Modeled Trends in Impacts of Landing and Takeoff Aircraft Emissions on Surface Air-Quality in U.S for 2005, 2010 and 2018
Friday, 19 December 2014
Understanding the present-day impacts of aircraft emissions on surface air quality is essential to plan potential mitigation policies for future growth. Stringent regulation on mobile source-related emissions in the recent past coupled with anticipated rise in the growth in aviation activity can increase the relative impacts of aviation-attributable surface air quality if adequate measures for reducing aviation emissions are not implemented.

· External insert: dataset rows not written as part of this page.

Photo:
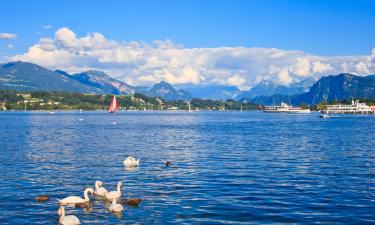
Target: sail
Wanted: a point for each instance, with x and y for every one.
(114, 105)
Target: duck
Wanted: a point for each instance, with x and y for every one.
(114, 194)
(67, 220)
(115, 207)
(76, 199)
(99, 189)
(131, 161)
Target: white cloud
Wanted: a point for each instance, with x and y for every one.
(8, 36)
(362, 68)
(302, 67)
(142, 64)
(319, 67)
(48, 26)
(236, 80)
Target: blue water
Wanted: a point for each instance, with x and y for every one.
(227, 167)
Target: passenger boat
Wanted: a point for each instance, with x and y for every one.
(285, 108)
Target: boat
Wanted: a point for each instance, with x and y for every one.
(189, 107)
(285, 108)
(354, 108)
(325, 116)
(114, 105)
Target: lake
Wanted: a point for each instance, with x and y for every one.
(227, 167)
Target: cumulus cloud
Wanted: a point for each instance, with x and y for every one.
(145, 63)
(48, 26)
(8, 36)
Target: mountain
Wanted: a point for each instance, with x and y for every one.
(215, 92)
(23, 76)
(102, 82)
(166, 91)
(268, 88)
(327, 89)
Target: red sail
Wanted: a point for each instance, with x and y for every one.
(114, 105)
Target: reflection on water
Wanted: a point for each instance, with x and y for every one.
(227, 167)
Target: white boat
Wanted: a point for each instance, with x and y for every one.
(285, 108)
(325, 116)
(355, 108)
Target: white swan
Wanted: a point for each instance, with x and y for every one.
(76, 199)
(114, 194)
(131, 161)
(99, 189)
(115, 207)
(67, 220)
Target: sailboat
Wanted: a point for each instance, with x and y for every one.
(114, 105)
(189, 107)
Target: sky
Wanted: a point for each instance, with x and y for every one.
(229, 42)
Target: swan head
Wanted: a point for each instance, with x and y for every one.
(90, 190)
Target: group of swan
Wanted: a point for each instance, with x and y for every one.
(99, 191)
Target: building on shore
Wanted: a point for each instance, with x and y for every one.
(354, 108)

Though aircraft emissions during in-flight mode (at upper altitudes) contribute a significant (70 - 80%) proportion of the total aviation emissions, landing and takeoff (LTO) related emissions can have immediate impact on surface air quality, as most of the large airports are located in urban areas, specifically those that are designated in nonattainment for O3 and/or PM2.5. In this study, we modeled impacts of aircraft emissions during LTO cycles on surface air quality using the latest version of the CMAQ model for two contemporary years (2005, 2010) and one future year (2018). For this regional scale modeling study, we used highly resolved aircraft emissions from the FAA’s Aviation Environmental Design Tool (AEDT), meteorology from NASA’s Modern-Era Retrospective Analysis for Research and Applications (MERRA) downscaled with the WRF model, dynamically varying chemical boundary conditions from the CAM-Chem global model (which also used the same AEDT emissions but at the global scale), and spatio-temporally resolved lightning NOx emissions estimated using National Lightning Detection Network (NLDN) flash density data. We evaluated our model results with air quality observations from surface-based networks and in-situ aircraft observation data for the contemporary years. We will present results from model evaluation using this enhanced modeling system, as well as the trajectories in aviation- related air quality (focusing on O3, NO2 and PM2.5) for the three modeling years considered in this study. These findings will help plan potential strategies to be considered for overall reduction in aviation-related air quality and health impacts on U.S. wide basis in future years.